The usual adjustments were there: VAT registration thresholds, tobacco and fuel duty, company car fuel scale charges, as well as some tinkering with more obscure items such as the benefit charges for employees provided with vans for private use, and the tax treatment of ‘demonstrator’ vehicles in the motor trade. On the more positive side there was an incentive for small businesses to invest in plant and equipment, by raising First Year Capital Allowances from 40 per cent to 50 per cent for one year, from April 2004.

But in reality these measures were largely in line with inflation and could hardly raise much excitement even among opposition politicians – Gordon Brown was not likely to give his political enemies vast amounts of ammunition at this stage of the campaign.

Read behind the headlines, however, and there were measures that will possibly prove to be significant to the small/medium business sector. The underlying theme of the Budget was one of closing tax avoidance and evasion loopholes. For example one of the items in the Treasury’s tax brief was: “The Government will take steps to reinforce compliance with the tax system by the smallest companies, while ensuring that compliant businesses do not face additional burdens.

“The measures announced today are: a minimum corporation tax rate of 19 per cent on profits distributed to individuals on or after April 1, 2004, with the zero-rate on retained profit remaining to incentivise businesses to re-invest; the requirement for newly incorporated businesses to disclose basic tax information will be strengthened; the Government will also consider measures to strengthen anti-avoidance legislation on loans made to shareholder directors of close companies.”

It may not seem much, but it could make a difference to someone starting a business who has to decide whether to set it up as a sole trader or a limited company. The measures will remove some of the attractiveness of setting up a limited company, at least to those who saw that route as a means of reducing their exposure to taxation. For existing businesses there are implications in respect of the decision whether to pay shareholder-directors by dividends or salary, and on the status of directors’ loan accounts.

Another relatively muted announcement in this Budget was the introduction of Duty Stamps on spirits and certain fortified wines. As with the existing scheme for tobacco, retail containers of these products will have to bear a stamp confirming that UK Duty has been paid on them. A range of offences and penalties will also come into effect for any retailers who are tempted to sell alcohol from dubious suppliers.
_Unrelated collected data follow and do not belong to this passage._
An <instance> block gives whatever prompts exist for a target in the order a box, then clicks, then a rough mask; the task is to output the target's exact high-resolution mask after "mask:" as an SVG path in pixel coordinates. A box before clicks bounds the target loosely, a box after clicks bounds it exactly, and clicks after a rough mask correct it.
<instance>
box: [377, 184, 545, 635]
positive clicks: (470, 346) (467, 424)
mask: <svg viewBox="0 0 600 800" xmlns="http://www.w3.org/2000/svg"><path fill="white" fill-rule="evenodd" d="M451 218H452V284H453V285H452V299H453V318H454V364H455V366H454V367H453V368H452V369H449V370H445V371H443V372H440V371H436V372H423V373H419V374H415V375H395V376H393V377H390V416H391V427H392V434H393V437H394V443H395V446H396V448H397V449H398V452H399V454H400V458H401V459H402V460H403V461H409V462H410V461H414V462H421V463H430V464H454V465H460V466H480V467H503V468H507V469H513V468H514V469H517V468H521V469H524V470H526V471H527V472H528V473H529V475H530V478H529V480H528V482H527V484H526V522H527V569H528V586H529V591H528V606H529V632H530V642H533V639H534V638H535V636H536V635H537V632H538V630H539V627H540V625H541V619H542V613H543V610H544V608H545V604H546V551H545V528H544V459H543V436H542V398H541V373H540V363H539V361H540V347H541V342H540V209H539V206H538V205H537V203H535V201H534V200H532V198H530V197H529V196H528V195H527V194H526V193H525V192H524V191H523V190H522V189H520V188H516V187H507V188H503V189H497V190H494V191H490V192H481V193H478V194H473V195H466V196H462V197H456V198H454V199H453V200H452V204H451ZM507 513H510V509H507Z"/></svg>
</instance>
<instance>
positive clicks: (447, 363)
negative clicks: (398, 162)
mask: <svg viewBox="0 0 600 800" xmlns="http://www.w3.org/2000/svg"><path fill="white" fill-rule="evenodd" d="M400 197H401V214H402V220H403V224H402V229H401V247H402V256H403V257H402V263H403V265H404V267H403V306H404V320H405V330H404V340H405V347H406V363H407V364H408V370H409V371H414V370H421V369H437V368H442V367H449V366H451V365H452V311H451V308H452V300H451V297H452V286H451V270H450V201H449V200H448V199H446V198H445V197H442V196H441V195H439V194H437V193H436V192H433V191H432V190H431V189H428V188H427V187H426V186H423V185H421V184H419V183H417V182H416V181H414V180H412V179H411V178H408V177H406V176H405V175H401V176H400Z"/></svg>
Above all, there was one announcement in the Budget that is likely to have a very significant long-term effect on all businesses in the UK – the proposed merger of the Inland Revenue with Customs & Excise. Traditionally these two branches of government tax collection and enforcement have been fierce rivals. And despite some of the more paranoid conspiracy theories out there, have only recently begun sharing information from the huge databases that each maintain with data from every business in the country. It will no doubt take several years to implement the merger, but as they come together a great many anomalies will come under scrutiny. To give a simple example, there are traders out there who the Revenue have treated as partnerships – often husband and wife – for tax purposes, but as far as Customs are concerned, are known only as sole traders for VAT purposes. Eventually the new tax agency will come knocking on their door to find out exactly what the real trading status is, and depending on the outcome, that could lead to some serious re-calculation of tax liabilities. Likewise, if some ‘dodgy’ accounting has been taking place, particularly between quarterly VAT returns and annual tax computations, in the future there will be fewer places to hide the differences.